Les origines des dastans sont liées aux anciens peuples turciques et mongols, qui ont migré à travers les steppes de l’Asie centrale. Les bardes jouaient un rôle crucial dans la société nomade, servant de conteurs, d’historiens et de médiateurs culturels. Le chant épique était souvent exécuté lors de rassemblements communautaires, de fêtes ou de cérémonies religieuses, renforçant ainsi l’identité et la cohésion sociale du groupe.
Historique
L’histoire du chant épique traditionnel kazakh peut être retracée à travers plusieurs périodes clés. Durant l’ère des khanats kazakhs, entre le XVe et le XVIIIe siècle, les dastans étaient déjà bien établis comme une forme d’art populaire. Les khans et les nobles patronnaient souvent les bardes, qui jouissaient d’un statut social élevé et étaient considérés comme les gardiens du patrimoine culturel.
Au XIXe siècle, avec l’expansion de l’Empire russe en Asie centrale, le chant épique a connu des transformations. Bien que la colonisation ait introduit de nouvelles influences culturelles, elle a également menacé les traditions locales. Les bardes ont continué à transmettre leurs récits, bien que certains aient été adaptés pour refléter les changements sociaux et politiques de l’époque. Cette période a vu l’émergence de figures emblématiques telles que Makhambet Otemisuly, un poète et barde célèbre pour ses chants de révolte contre l’oppression russe.
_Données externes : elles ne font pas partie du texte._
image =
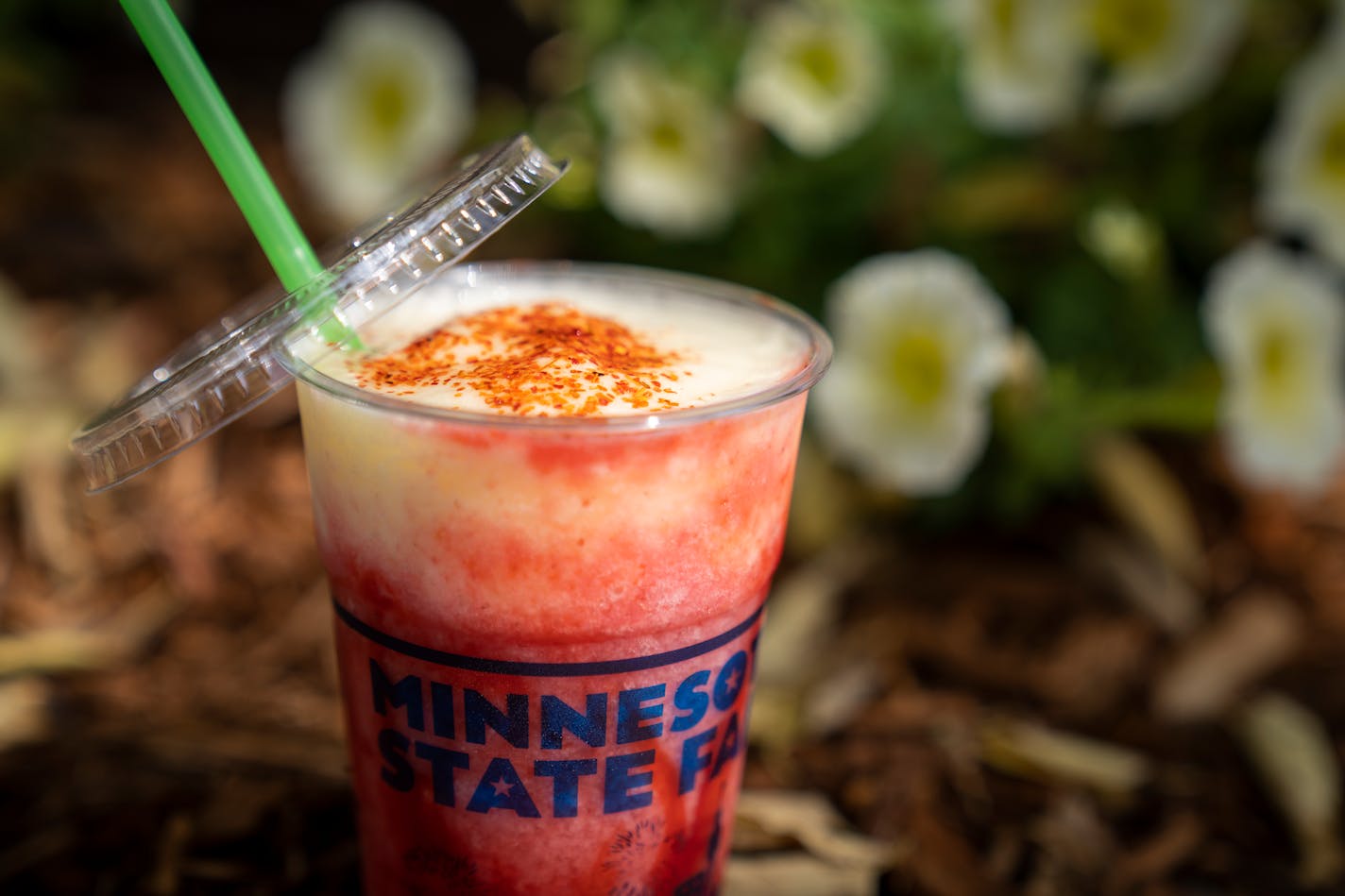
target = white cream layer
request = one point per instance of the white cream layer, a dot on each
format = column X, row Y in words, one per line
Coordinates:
column 725, row 350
Le XXe siècle a été marqué par l’ère soviétique, qui a eu un impact significatif sur le chant épique traditionnel. Les autorités soviétiques ont initialement perçu le dastan comme un vestige de la culture féodale, mais ont ensuite reconnu sa valeur en tant qu’instrument de propagande. De nombreux bardes ont été intégrés dans le système soviétique, et le contenu des dastans a parfois été modifié pour inclure des thèmes socialistes. Malgré cela, la tradition a survécu, grâce à la résilience des artistes et à la transmission orale continue.
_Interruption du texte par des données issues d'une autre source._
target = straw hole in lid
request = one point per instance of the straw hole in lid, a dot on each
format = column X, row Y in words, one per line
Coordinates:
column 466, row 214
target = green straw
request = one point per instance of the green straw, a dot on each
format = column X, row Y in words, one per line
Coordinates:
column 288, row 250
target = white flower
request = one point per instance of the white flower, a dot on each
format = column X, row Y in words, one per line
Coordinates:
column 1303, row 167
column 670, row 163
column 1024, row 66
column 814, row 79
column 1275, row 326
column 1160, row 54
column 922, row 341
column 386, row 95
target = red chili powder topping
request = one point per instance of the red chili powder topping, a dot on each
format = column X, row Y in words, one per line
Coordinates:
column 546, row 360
Après l’indépendance du Kazakhstan en 1991, le chant épique a connu une renaissance. Les efforts pour revitaliser le patrimoine culturel kazakh ont conduit à une redécouverte et à une réinterprétation des dastans. Aujourd’hui, ils occupent une place importante dans la culture kazakhe contemporaine, tant sur le plan national qu’international.
Instruments
Le chant épique traditionnel kazakh est généralement accompagné d’instruments spécifiques qui ajoutent une dimension unique à la performance. Les instruments les plus couramment utilisés incluent :
1. **Dombra** : La dombra est l’instrument emblématique du Kazakhstan. C’est un luth à deux cordes, généralement en bois, avec un corps en forme de poire. La dombra est jouée en pinçant les cordes avec les doigts, produisant une sonorité distincte et rythmique qui accompagne le chant épique. Elle est essentielle pour donner le ton et le rythme au récit.
2. **Qobyz** : Cet instrument à cordes frottées est souvent associé à des rituels chamaniques. Il a un corps en bois et deux cordes en crin de cheval. Le qobyz produit un son profond et résonnant qui ajoute une couche émotionnelle au dastan. Il est parfois utilisé pour évoquer des atmosphères mystiques et spirituelles.
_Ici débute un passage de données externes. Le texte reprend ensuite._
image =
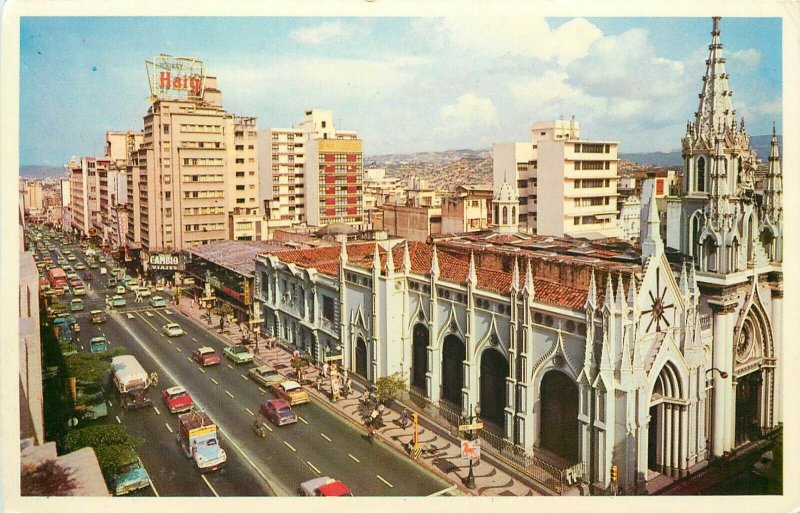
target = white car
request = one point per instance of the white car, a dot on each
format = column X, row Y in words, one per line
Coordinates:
column 173, row 330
3. **Sybyzgy** : Une flûte en bois qui est souvent utilisée pour ajouter des mélodies mélancoliques et expressives au chant épique. Le sybyzgy est joué en soufflant dans une embouchure et en couvrant les trous avec les doigts pour moduler le son.
Structure Musicale
La structure musicale du chant épique traditionnel kazakh est complexe et repose sur une combinaison de modes, de mélodies et de rythmes qui varient en fonction du récit et de l’interprète. Généralement, le chant est modal et utilise des échelles pentatoniques, typiques de la musique d’Asie centrale. Les modes utilisés peuvent être diatoniques ou chromatiques, en fonction de l’effet émotionnel recherché.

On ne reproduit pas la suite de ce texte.